Semantic Segmentation

Posted Feb 23, 2026

2 min read

🎯 Semantic Segmentation, FCN, Deconvolution & U-Net

1️⃣ Computer Vision Tasks Overview

Classification

Input: Image
Output: Single label
No spatial information

Object Detection

Output: Bounding boxes + labels
Multiple objects possible

Semantic Segmentation

Output: Pixel-wise class labels
Every pixel classified

Instance Segmentation

Pixel-wise + instance separation

2️⃣ Semantic Segmentation Problem Definition

Given image:

\[X \in \mathbb{R}^{H \times W \times C}\]

Goal:

\[Y \in \{1,\dots,K\}^{H \times W}\]

Each pixel is assigned class probability:

\[p_k(i,j) = \frac{\exp(a_k(i,j))}{\sum_{c=1}^{K}\exp(a_c(i,j))}\]

Loss (pixel-wise cross entropy):

\[\mathcal{L} = -\sum_{i,j}\sum_{k} y_{k}(i,j)\log p_k(i,j)\]

3️⃣ Naive Patch-Based Approach

For each pixel:

Extract patch centered at (i,j)
Classify independently

Problem:

Heavy overlap
Redundant convolution
Inference cost = O(HW × patch cost)

4️⃣ Fully Convolutional Networks (FCN)

Instead of patch-wise:

Apply CNN over full image.

Let feature map:

\[F \in \mathbb{R}^{H' \times W' \times D}\]

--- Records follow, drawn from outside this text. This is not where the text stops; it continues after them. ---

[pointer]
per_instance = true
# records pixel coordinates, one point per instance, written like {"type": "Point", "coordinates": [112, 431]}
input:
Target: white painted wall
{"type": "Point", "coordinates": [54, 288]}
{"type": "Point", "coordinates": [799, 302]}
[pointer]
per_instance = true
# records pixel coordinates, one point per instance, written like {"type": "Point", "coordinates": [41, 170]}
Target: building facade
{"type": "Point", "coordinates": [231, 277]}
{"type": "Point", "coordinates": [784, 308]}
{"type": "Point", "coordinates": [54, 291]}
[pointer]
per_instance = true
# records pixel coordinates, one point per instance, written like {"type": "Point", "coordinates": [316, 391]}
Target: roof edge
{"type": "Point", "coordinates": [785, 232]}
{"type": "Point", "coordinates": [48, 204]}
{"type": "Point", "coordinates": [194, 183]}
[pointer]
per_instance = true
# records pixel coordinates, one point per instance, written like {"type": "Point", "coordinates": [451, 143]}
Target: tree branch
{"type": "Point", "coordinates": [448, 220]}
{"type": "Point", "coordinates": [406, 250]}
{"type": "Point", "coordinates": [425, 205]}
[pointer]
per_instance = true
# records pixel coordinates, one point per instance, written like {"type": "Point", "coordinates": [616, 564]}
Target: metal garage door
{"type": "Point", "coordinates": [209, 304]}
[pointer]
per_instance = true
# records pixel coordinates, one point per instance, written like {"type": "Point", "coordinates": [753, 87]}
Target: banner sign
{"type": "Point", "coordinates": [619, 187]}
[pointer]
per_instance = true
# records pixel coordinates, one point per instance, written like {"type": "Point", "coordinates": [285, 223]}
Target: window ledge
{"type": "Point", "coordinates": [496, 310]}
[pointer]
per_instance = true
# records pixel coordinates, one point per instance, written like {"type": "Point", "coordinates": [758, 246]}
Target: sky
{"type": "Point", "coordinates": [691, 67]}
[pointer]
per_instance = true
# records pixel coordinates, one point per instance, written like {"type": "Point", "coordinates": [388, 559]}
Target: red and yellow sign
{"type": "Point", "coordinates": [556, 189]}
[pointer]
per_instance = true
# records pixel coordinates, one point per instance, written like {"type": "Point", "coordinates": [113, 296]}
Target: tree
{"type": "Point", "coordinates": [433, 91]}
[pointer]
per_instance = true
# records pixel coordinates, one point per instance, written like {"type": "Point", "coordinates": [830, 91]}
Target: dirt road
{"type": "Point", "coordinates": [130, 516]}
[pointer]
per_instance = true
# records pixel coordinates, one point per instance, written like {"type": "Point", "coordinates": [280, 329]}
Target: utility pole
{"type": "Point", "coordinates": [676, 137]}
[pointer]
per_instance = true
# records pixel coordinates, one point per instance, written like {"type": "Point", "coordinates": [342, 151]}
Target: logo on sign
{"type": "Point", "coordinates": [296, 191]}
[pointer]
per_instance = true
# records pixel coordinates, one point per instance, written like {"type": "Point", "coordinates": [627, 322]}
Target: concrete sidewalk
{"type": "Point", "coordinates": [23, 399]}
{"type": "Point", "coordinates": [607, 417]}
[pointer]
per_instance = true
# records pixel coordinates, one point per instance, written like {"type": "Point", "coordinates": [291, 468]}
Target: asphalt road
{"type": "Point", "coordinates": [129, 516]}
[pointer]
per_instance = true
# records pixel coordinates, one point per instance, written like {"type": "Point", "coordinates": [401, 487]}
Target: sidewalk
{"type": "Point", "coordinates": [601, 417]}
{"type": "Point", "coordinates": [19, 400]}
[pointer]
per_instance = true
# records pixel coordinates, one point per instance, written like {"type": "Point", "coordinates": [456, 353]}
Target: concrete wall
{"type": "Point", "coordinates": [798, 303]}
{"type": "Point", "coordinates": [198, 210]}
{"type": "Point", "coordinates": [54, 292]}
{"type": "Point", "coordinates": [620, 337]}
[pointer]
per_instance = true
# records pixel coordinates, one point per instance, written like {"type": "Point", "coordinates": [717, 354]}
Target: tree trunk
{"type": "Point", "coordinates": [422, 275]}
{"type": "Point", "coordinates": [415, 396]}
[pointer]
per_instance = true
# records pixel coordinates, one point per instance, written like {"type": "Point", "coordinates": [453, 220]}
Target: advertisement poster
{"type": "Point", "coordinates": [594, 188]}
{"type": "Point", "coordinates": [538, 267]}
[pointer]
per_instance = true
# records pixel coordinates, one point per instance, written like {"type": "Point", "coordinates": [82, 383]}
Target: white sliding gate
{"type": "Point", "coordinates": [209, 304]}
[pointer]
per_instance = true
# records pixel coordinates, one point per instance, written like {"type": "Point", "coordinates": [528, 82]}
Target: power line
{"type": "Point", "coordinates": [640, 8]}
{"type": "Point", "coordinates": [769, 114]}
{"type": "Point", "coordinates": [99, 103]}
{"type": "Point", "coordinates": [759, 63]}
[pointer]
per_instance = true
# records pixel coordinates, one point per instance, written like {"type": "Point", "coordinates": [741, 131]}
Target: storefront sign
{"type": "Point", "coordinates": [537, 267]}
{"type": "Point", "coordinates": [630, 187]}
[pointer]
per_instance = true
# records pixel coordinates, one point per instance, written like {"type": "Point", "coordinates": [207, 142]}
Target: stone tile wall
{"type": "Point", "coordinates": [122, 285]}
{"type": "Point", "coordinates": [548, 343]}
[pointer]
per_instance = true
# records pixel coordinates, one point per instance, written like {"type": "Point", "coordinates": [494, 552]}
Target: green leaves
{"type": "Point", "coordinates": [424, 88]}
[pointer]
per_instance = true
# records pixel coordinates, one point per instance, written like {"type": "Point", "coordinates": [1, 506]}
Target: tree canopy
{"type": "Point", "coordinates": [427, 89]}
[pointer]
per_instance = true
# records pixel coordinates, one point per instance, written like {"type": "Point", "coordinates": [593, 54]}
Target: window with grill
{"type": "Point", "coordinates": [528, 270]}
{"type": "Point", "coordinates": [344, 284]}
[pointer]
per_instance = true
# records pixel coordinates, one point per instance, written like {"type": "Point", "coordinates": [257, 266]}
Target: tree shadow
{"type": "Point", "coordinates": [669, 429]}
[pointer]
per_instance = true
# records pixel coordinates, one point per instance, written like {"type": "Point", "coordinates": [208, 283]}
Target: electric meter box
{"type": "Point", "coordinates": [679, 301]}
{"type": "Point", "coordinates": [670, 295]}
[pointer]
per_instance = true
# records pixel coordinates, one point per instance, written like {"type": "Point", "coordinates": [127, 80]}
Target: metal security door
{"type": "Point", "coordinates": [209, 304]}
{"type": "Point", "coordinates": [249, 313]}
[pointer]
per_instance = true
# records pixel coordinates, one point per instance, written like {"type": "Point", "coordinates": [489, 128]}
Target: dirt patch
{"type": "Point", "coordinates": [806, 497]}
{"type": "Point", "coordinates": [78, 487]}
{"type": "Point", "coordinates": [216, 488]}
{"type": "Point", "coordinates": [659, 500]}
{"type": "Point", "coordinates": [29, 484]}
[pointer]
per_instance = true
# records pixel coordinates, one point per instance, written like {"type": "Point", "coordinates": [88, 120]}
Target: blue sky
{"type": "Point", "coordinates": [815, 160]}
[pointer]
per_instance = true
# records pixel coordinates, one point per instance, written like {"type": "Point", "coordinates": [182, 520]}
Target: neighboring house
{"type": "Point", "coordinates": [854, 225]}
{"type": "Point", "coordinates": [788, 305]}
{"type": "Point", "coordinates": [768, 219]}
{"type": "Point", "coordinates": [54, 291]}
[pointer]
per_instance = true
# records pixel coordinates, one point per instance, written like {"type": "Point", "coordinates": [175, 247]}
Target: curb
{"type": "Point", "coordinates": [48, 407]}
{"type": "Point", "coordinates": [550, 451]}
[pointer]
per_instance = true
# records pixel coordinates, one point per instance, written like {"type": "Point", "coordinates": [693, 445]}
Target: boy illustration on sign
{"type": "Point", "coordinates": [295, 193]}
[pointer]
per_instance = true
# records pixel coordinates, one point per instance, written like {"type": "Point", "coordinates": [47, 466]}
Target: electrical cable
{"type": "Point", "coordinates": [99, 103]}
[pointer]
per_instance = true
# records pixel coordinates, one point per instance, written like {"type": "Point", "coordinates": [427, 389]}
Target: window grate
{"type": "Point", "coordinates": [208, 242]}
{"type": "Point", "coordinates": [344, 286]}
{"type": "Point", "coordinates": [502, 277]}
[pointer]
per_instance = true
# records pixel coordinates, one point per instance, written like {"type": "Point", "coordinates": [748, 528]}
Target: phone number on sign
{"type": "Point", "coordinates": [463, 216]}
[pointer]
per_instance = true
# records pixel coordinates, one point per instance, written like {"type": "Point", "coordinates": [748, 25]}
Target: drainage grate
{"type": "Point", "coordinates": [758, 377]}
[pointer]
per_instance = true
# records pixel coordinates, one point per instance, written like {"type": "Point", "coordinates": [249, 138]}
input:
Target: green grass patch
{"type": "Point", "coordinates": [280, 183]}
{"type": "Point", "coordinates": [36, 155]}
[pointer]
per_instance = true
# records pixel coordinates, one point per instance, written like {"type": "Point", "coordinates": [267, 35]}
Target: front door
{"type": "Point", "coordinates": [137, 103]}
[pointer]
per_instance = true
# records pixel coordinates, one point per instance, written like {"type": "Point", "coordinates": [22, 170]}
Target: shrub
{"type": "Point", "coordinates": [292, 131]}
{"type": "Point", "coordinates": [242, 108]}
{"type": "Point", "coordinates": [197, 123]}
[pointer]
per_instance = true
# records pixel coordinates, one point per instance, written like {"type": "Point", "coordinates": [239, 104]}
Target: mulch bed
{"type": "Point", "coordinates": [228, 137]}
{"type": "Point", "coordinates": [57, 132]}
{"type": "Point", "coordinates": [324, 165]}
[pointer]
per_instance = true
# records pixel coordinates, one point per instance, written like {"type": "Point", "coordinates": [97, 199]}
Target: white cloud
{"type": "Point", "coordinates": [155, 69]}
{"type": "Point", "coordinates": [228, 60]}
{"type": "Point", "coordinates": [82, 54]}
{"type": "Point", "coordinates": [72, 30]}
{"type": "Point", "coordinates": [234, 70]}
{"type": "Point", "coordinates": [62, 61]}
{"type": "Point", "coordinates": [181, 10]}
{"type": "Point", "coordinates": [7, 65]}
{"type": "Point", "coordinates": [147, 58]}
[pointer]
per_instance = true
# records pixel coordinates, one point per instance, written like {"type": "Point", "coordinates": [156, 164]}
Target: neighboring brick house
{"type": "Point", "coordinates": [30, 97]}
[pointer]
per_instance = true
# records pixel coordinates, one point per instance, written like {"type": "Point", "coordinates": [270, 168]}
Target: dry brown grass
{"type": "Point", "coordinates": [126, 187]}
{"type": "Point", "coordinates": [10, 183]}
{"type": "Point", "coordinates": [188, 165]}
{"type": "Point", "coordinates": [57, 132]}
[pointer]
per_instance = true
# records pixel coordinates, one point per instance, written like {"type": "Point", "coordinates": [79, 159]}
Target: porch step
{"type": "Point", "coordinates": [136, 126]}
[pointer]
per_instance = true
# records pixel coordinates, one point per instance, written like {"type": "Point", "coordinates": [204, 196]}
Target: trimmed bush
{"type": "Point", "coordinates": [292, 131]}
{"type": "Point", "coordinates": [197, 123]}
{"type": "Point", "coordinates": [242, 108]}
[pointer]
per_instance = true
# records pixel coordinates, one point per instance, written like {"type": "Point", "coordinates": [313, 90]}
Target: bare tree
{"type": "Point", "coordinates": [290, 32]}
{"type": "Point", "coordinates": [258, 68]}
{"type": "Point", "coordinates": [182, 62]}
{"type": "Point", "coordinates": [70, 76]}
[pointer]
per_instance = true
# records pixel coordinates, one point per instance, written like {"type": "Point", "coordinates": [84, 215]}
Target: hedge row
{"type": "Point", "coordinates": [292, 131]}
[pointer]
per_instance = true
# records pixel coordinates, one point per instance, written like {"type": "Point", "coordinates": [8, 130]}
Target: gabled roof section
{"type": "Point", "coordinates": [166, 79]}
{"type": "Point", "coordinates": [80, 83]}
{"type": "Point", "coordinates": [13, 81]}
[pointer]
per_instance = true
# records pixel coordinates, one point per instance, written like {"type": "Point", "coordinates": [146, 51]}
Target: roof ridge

Final 1×1 convolution produces:

\[S \in \mathbb{R}^{H' \times W' \times K}\]

Need:

\[H' = H, \quad W' = W\]

But CNN reduces resolution via stride and pooling.

5️⃣ Downsampling Mathematics

1D convolution:

\[y[n] = \sum_{k=0}^{K-1} x[n\cdot s + k] w[k]\]

Output size:

\[\left\lfloor \frac{N - K}{s} \right\rfloor + 1\]

Stride > 1 ⇒ resolution reduction.

6️⃣ Transposed Convolution (Deconvolution)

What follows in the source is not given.